I’ve learned something about myself while reading this book, something that really wasn’t all that big of a surprise to me. I can’t get in to Westerns. it’s just not for me. Cowboys, Native Americans, ranches, cowboy slang…blerg. That said, I actually enjoyed the first 3/4 or so of Merciless by Diana Palmer. What’s funny to me is that the cover isn’t necessarily relevant to the ultimate plot of the book. Sure, our hero has roots as a cowboy, but his life as an FBI agent takes front row, here.
Merciless is the story of Joceline Perry, paralegal and assistant to Jon Blackhawk. Joceline has harbored a crush for her boss for years, though Jon has managed to master distancing himself from all of those around him. He’s a conservative man. However, he’s not entirely blind, and to say he hasn’t noticed his sarcastic, brilliant assistant would be something of a lie. The rapport between this two is downright comical. Joceline is a take-no-nonsense kind of woman in the workplace. She’s adamant, however, about keeping her private life private, and talks very rarely of her young son.

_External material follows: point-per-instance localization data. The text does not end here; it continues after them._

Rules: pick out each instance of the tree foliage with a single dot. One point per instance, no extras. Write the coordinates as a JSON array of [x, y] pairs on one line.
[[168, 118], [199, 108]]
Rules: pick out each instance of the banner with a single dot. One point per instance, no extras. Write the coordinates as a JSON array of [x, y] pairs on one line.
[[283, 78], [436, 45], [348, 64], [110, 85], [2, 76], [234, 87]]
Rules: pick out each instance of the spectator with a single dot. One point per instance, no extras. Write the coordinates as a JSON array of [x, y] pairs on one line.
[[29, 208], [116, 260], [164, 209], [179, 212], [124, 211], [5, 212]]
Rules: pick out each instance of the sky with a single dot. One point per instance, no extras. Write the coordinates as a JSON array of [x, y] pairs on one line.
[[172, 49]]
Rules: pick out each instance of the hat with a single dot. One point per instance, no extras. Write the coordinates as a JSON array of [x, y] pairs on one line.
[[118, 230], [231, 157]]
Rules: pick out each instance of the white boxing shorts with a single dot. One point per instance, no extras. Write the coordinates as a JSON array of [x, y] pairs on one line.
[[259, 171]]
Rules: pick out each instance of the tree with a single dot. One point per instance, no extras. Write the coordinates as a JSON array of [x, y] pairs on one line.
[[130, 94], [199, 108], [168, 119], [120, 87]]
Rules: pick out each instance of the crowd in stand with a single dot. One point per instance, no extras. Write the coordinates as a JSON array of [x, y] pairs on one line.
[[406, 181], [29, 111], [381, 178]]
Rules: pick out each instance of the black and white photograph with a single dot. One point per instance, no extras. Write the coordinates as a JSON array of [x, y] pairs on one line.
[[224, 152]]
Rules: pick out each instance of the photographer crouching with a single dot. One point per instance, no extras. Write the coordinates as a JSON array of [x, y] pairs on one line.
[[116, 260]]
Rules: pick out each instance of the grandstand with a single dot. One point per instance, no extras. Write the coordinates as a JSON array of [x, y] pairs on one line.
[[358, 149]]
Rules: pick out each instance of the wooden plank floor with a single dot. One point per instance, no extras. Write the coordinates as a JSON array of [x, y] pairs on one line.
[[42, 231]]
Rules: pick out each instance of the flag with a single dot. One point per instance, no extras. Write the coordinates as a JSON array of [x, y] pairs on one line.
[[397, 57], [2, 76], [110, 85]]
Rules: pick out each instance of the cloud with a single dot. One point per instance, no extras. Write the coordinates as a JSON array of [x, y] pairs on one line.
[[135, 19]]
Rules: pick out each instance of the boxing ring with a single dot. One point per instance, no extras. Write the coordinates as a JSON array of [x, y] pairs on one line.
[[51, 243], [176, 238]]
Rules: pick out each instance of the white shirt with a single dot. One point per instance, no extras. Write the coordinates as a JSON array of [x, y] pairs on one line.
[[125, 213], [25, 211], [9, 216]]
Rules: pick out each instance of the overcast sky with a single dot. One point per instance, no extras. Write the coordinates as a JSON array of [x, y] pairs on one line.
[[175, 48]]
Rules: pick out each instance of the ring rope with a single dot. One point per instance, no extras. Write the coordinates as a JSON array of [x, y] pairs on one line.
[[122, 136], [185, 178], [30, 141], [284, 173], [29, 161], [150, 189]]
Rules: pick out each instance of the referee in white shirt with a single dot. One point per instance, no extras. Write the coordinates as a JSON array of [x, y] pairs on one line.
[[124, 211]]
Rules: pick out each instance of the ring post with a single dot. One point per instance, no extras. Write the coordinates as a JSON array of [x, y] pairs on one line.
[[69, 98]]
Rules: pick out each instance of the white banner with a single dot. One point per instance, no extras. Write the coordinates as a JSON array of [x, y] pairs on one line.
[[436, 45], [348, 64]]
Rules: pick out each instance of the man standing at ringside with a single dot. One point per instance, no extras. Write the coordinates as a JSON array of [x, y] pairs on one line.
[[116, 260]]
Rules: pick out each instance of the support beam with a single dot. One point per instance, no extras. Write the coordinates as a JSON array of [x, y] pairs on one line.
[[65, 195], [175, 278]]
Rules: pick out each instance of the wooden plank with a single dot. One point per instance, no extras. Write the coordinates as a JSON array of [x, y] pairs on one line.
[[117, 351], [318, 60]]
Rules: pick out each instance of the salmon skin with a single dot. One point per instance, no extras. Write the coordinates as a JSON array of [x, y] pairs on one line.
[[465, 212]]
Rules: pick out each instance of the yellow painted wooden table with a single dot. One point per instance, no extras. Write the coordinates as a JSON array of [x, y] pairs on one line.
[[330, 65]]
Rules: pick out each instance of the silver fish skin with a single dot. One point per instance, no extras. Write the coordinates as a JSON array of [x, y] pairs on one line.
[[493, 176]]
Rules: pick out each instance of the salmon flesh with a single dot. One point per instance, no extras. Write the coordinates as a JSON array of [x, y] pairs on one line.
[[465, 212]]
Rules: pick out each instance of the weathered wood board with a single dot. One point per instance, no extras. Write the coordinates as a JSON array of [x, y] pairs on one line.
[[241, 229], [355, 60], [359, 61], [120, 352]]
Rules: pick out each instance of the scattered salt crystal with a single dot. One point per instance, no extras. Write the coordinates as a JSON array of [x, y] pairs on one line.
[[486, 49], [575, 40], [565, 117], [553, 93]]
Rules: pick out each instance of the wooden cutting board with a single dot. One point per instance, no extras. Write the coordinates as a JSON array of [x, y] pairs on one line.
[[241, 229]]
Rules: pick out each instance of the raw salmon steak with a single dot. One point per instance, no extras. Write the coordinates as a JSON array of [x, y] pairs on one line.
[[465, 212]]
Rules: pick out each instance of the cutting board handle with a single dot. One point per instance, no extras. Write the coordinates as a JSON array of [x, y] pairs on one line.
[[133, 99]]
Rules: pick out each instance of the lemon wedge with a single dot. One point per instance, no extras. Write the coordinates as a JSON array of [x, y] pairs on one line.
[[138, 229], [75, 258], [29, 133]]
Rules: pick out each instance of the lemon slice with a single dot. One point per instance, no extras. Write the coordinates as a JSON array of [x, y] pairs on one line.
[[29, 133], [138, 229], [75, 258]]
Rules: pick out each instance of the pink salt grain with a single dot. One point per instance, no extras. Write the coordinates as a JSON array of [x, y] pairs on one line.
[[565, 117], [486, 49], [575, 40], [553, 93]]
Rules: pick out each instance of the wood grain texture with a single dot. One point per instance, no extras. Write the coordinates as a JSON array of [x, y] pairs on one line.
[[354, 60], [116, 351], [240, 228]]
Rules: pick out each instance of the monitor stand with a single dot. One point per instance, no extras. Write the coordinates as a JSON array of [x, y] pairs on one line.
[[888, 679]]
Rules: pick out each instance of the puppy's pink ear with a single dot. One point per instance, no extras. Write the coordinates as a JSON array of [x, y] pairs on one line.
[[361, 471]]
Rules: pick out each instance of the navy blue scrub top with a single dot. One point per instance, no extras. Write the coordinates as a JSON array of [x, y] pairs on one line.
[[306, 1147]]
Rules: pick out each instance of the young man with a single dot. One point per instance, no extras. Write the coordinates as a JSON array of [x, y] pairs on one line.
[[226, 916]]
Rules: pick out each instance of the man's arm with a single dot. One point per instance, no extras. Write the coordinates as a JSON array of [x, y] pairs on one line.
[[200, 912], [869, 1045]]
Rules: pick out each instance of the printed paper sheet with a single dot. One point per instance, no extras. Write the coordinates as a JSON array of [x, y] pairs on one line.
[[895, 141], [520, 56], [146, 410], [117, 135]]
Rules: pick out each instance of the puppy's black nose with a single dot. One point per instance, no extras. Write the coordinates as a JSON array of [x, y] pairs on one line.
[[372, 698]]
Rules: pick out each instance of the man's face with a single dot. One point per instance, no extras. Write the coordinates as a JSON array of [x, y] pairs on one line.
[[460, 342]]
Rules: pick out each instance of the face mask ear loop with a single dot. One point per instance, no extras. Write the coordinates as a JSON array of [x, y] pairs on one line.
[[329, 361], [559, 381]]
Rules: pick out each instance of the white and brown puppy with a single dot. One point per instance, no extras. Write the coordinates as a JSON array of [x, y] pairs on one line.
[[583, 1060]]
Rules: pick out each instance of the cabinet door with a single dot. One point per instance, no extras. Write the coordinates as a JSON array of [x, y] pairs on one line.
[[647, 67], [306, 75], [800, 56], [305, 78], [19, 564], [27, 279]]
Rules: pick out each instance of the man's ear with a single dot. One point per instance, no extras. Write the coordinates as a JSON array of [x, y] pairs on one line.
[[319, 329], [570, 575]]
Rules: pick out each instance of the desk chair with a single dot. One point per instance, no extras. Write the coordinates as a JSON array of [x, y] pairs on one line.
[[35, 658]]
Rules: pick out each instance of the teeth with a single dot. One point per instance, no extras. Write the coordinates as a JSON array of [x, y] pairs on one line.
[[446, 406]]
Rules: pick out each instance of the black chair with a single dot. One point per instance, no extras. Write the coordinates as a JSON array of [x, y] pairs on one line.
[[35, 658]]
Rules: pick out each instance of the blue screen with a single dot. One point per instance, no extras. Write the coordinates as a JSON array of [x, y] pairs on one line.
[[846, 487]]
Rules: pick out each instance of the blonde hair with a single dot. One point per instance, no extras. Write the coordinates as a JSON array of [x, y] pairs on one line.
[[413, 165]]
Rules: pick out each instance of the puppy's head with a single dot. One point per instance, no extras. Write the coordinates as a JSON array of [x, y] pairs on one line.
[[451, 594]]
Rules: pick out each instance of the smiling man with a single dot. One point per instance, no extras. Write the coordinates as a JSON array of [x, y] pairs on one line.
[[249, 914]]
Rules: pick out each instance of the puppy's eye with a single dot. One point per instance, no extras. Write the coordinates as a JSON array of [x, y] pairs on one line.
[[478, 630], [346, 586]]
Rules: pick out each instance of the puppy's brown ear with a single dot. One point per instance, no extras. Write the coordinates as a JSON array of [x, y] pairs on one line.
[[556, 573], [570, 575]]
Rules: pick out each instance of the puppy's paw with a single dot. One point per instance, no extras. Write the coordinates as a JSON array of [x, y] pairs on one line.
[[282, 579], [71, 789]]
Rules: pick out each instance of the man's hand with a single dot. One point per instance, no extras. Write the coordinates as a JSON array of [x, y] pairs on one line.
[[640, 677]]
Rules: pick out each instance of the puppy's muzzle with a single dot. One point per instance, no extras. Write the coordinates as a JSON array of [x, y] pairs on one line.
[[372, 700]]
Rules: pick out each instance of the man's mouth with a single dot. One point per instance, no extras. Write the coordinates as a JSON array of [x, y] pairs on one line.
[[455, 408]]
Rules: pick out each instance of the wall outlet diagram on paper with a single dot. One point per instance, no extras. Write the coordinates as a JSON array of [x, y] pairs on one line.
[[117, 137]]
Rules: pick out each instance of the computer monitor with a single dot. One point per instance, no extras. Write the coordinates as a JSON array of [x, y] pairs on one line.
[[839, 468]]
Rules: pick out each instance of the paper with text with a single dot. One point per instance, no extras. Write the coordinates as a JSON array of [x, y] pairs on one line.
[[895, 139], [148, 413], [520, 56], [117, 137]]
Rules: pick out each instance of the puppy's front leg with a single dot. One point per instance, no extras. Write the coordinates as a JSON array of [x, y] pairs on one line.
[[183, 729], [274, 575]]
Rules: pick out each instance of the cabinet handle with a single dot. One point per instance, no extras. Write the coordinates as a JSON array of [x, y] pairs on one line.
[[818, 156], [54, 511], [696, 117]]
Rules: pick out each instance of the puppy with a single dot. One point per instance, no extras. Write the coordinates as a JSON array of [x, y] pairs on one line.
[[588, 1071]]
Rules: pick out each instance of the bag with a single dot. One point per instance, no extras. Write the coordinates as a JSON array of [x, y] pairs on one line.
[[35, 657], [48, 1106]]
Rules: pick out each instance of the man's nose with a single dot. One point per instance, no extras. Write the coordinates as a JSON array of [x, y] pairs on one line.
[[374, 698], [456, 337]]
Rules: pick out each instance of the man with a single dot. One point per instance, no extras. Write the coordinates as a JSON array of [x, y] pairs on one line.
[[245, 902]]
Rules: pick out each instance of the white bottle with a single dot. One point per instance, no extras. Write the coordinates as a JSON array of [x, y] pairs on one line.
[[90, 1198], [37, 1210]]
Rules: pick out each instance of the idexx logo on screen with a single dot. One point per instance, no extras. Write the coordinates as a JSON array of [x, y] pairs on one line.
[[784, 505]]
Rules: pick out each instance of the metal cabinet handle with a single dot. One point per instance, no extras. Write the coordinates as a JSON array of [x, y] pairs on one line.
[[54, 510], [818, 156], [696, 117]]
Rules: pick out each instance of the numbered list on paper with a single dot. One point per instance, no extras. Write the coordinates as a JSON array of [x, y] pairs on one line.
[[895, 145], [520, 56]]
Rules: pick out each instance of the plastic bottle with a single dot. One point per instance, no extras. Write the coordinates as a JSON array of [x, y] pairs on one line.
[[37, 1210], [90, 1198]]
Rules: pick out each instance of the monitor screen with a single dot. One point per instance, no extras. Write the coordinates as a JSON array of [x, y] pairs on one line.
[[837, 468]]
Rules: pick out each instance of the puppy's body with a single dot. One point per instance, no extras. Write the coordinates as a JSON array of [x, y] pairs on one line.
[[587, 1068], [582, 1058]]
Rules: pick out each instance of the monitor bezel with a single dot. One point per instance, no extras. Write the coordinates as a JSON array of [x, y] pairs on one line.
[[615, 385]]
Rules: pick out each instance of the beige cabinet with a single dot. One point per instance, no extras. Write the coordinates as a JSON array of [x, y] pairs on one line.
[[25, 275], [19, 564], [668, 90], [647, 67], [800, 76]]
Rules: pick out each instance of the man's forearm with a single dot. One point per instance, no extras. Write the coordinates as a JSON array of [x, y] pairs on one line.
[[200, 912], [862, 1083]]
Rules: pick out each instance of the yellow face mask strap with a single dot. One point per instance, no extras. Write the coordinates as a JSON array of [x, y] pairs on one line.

When a former suspect is released on acquittal and begins to make threats against Jon and his team, the two of them are forced to work closely together in somewhat intimate circumstances. Secrets begin to surface, and before long, Jon and Joceline are forced to deal with skeletons they had formerly pushed far back into cluttered closets.
The first half of this book read very much like a thriller. I thought the legal and law enforcement aspects of this book were really fun and grabbed me from page one. Joceline is hysterical. Jon’s dealing with her is just as comical. But when things turn heated, we the reader begin to realize there is more going on here than what meets the eye. The only one that can’t seem to figure that out is Jon, and it really bothered the hell out of me. Joceline harbors a pretty huge secret, one that becomes fairly evident toward the halfway point of our plot, and at times I wanted to smack both Joceline and Jon for their complete and total ignorance.
My interest fizzled about 3/4 of the way through. Conversations dragged, action lacked, and I began to see the predictable ending barreling toward me. Don’t get me wrong – I like happy endings. But sometimes…damn. I don’t know. It’s just too cliche, I guess. I also had a hard time dealing with pop culture references. Perhaps there’s more going on here that stems from previous books, but as someone coming into the series as a newbie, the references to gaming and gaming lingo were somewhat off putting. I can imagine a mention here and there, but it was a bit much.